#  Collecting Data via Web Scraping using BeautifulSoup and Requests


In this notebook, we will:

- Extract job-related information from a website using web scraping  
- Save the collected data into a CSV file for future analysis


## Extract information from a web site

We will extract job data from the following website:


In [1]:
url = "https://cf-courses-data.s3.us.cloud-object-storage.appdomain.cloud/IBM-DA0321EN-SkillsNetwork/labs/datasets/Programming_Languages.html"

The data we’ll scrape includes the programming language names and their average annual salaries.  
Before writing the scraping logic, it’s a good practice to open the URL in a browser and inspect the page structure to understand where the required data is located.
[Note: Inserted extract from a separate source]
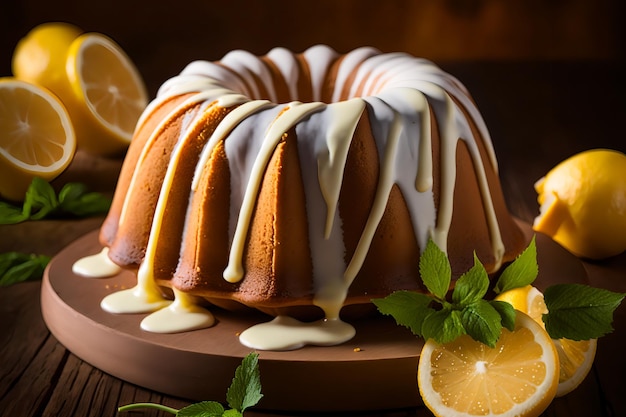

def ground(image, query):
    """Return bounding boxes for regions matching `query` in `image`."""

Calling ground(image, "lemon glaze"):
[74,46,504,350]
We’ll start by importing the necessary Python libraries for web scraping and data handling.


In [5]:
# Import Requried Libraries
from bs4 import BeautifulSoup
import pandas as pd
import requests

We’ll download the HTML content of the target webpage using the `requests` library to begin extracting the required data.


In [4]:
# Get the HTML content from the webpage
data = requests.get(url).text

We’ll create a BeautifulSoup object to parse the HTML content and make it easier to navigate and extract the required data elements.


In [7]:
soup = BeautifulSoup(data, "html.parser")   #Parse the HTML content

We’ll scrape the `Language name` and `Annual Average Salary` from the HTML content.


In [10]:
# Extract language name and average salary from the table
table = soup.find('table')
popular_languages = []

for row in table.find_all('tr'):

    cols = row.find_all('td')
    language = cols[1].getText()
    avg_salary = cols[3].getText()
    popular_languages.append(str(language) + ' , ' + str(avg_salary).replace('$','').replace(',',''))

popular_languages

['Language , Average Annual Salary',
 'Python , 114383',
 'Java , 101013',
 'R , 92037',
 'Javascript , 110981',
 'Swift , 130801',
 'C++ , 113865',
 'C# , 88726',
 'PHP , 84727',
 'SQL , 84793',
 'Go , 94082']

We’ll save the scraped data into a CSV file named `2.b-popular-languages(Collected from WebScraping).csv` for future use and analysis.


In [11]:
df = pd.DataFrame(popular_languages)
df.to_csv("2.b-popular-languages(Collected from WebScraping", header=False, index=False)

---